Dari situ kami kemudian jalan-jalan mencari toko souvenir karena aku, as always, ingin membeli beberapa oleh-oleh. Tak boleh lupa, kaos khas Makassar untuk properti foto-foto! ^^

Kali ini giliran Pisang Epe' dan Saraba' yang akan 'dibantai' :D
Karena lapar kembali menyerang, kami pun bermalam minggu dengan jajan pisang epe' dan saraba', minuman STMJ a la Makassar. Pisang epe'-nya maknyoss! Asal jangan salah pilih rasa, ya, readers. Bang Tommy cukup menyesal karena memilih rasa durian coklat. Hihi...


Dengan selesainya malam minggu di Makassar ini, selesai jugalah rangkaian trip Escape to Makassar kali ini :') Pesawat kembali ke Jakarta berangkat pukul 04.48 WITA dan tiba di Bandar Udara Internasional Soekarno Hatta Cengkareng pukul 05.41 WIB.

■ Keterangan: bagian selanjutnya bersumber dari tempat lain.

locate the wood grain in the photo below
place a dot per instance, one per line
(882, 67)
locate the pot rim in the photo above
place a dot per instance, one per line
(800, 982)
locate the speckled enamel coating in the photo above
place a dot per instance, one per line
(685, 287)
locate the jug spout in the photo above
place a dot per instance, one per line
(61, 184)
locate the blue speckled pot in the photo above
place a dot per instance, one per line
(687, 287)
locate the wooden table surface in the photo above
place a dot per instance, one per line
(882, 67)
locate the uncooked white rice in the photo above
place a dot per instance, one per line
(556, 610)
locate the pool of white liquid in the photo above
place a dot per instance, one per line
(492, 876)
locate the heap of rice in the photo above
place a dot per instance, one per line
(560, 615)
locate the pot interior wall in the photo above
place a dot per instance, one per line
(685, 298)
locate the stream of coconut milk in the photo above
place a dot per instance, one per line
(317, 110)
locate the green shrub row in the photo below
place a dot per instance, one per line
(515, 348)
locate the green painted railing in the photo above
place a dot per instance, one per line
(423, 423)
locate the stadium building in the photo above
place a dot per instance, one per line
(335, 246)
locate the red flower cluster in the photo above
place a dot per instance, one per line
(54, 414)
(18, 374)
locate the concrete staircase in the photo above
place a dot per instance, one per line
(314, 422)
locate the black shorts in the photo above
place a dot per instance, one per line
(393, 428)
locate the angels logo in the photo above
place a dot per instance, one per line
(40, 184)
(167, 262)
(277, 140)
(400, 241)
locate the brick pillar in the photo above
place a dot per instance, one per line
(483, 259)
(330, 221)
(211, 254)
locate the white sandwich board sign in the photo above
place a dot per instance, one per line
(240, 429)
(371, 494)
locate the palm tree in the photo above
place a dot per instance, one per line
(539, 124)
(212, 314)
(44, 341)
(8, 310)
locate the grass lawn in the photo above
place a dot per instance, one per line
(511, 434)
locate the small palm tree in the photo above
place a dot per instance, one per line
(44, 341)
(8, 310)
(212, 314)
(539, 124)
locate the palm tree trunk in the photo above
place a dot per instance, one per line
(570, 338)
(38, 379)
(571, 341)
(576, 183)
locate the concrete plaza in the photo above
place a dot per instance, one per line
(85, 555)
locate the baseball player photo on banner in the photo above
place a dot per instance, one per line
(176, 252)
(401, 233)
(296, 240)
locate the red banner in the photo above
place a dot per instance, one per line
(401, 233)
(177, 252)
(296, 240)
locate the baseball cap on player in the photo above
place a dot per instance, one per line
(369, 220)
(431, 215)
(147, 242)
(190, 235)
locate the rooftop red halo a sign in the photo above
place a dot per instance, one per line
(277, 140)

Sebelum kembali ke kosan masing-masing, kami bertiga (tanpa Kak Yola) sarapan dulu di Gambir. Tujuan utamanya sih bukan mengisi perut, tapi mau foto-foto dengan kaos bertulisan "Makassar" yang dibeli semalam, ahahahaa :D

Jalan-jalan berempat ke Makassar ini benar-benar moodbooster bagiku dalam menyusun Laporan PKL, ahhh... thanks a lot, kakak dan abang-abang!! :**


July 20, 2013

Escape To Makassar (1)

Melancong ke Sulawesi Selatan berlanjut lagi! Masih dalam rangka refreshing sejenak dari PKL, serta mendapat tiket promo dari AirAsia, aku 'kabur' ke Makassar tanggal 19-20 Juli 2013 yang lalu. ;)
Setelah PKL usai, aku segera berangkat ke Gambir untuk naik Damri ke Bandara bersama Bang Adi dan Bang Tommy. Seorang anggota trip yang lain adalah 'orang baru', yaitu Kak Yolanda Angelina Togatorop (STAN 2009 yang tengah menunggu penempatan). Kak Yola juga tengah dalam perjalanan menuju Bandara. Pukul 19.30 WIB Damri pun 'lepas landas'.

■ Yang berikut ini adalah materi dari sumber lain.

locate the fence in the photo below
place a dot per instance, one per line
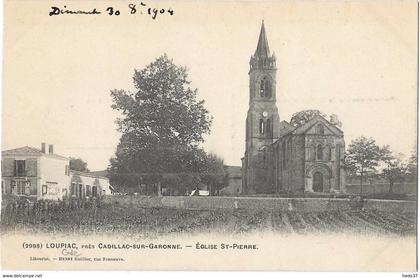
(256, 203)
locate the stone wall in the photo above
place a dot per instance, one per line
(256, 203)
(375, 188)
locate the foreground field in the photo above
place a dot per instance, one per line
(98, 218)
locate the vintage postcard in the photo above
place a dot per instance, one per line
(209, 135)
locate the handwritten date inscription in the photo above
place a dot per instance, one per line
(141, 8)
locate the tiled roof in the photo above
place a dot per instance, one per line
(87, 174)
(233, 171)
(30, 151)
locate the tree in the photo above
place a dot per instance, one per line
(162, 124)
(78, 164)
(412, 166)
(362, 157)
(395, 170)
(304, 116)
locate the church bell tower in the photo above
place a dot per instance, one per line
(262, 122)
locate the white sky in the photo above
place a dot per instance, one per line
(356, 60)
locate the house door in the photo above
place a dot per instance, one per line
(80, 191)
(318, 182)
(94, 191)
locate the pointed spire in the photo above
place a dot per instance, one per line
(262, 48)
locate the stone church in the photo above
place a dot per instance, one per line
(279, 157)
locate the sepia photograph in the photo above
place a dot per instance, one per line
(209, 135)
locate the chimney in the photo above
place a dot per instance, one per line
(43, 150)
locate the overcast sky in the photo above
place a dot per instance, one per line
(355, 60)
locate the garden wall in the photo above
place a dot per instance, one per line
(258, 203)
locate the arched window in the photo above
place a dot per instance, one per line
(338, 152)
(320, 129)
(319, 152)
(329, 153)
(265, 88)
(283, 152)
(262, 126)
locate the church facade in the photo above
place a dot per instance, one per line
(280, 157)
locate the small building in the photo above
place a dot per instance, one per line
(32, 172)
(233, 181)
(42, 174)
(88, 185)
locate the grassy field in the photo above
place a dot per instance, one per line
(99, 218)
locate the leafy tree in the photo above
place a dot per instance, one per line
(395, 170)
(412, 166)
(302, 117)
(162, 124)
(78, 164)
(362, 157)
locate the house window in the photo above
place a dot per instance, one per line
(20, 168)
(27, 188)
(269, 126)
(329, 153)
(94, 191)
(265, 88)
(262, 126)
(73, 190)
(319, 152)
(283, 152)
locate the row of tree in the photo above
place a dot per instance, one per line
(162, 125)
(364, 158)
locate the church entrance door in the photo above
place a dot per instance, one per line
(318, 182)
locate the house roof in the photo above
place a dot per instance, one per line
(87, 174)
(304, 127)
(102, 173)
(30, 151)
(233, 171)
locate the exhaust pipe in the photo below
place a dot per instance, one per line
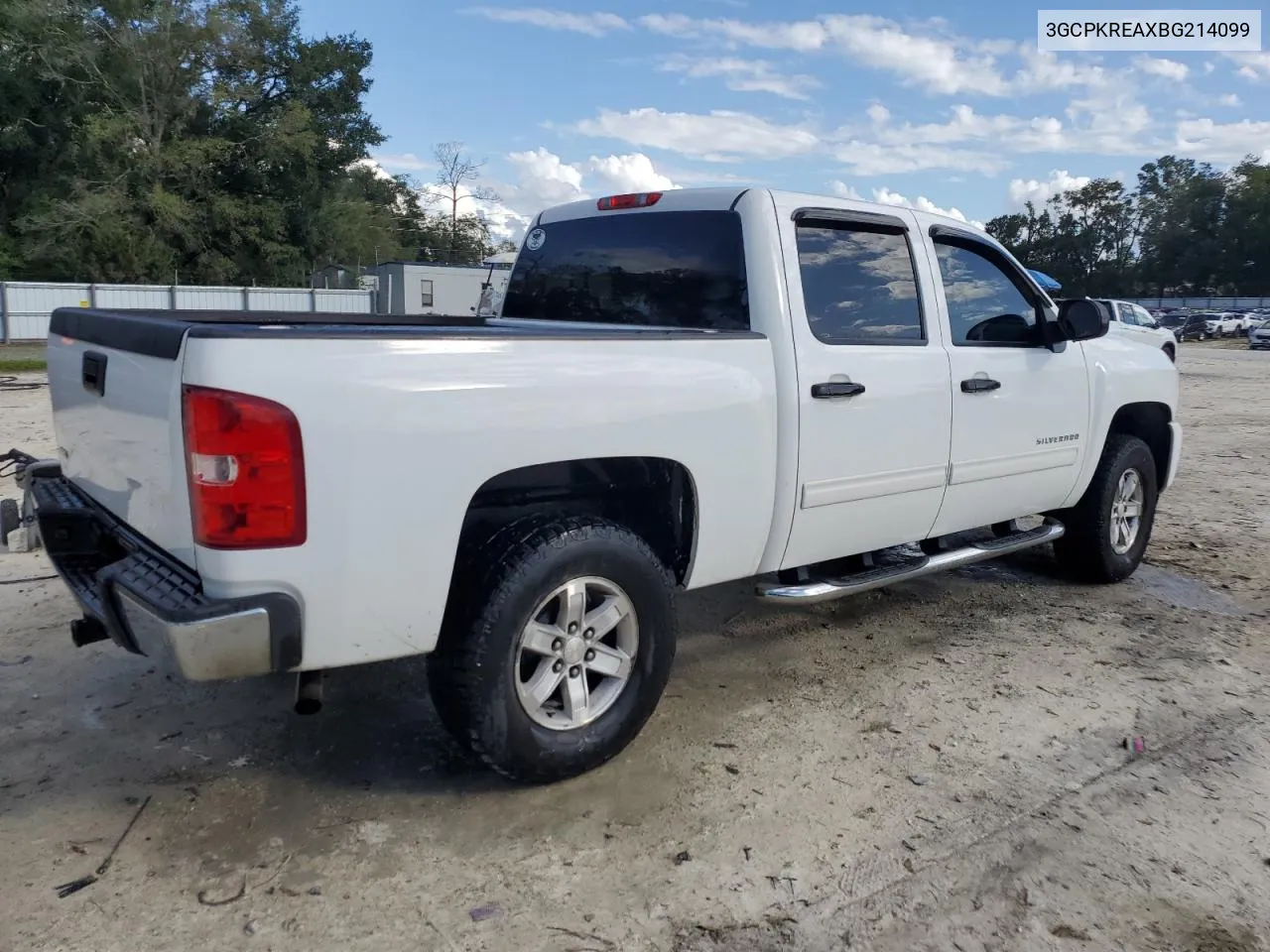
(309, 687)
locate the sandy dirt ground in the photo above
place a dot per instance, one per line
(939, 766)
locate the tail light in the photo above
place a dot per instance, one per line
(642, 199)
(246, 470)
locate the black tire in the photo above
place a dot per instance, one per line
(1084, 551)
(10, 518)
(472, 674)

Penerbangan kami ke Makassar dengan AirAsia lepas landas pada pukul 21.00 WIB.


Sebelum turun, wajib banget foto-foto sama kru pesawat :D
Sama seperti trip Jelajah Toraja dua minggu lalu, kami tiba di Makassar pada tengah malam. Kali ini tidak ada yang menjemput di Bandara Sultan Hasanuddin, kami pun menyewa mobil untuk mengantar ke kos David di kompleks Biringkanaya. David adalah adik Bang Adi yang sebaya denganku, saat ini tengah menjalani pendidikan di sekolah pelayaran. Setibanya di tempat kos, tanpa berlama-lama kami langsung masuk kamar dan beristirahat agar pagi hari nanti fit untuk bertualang!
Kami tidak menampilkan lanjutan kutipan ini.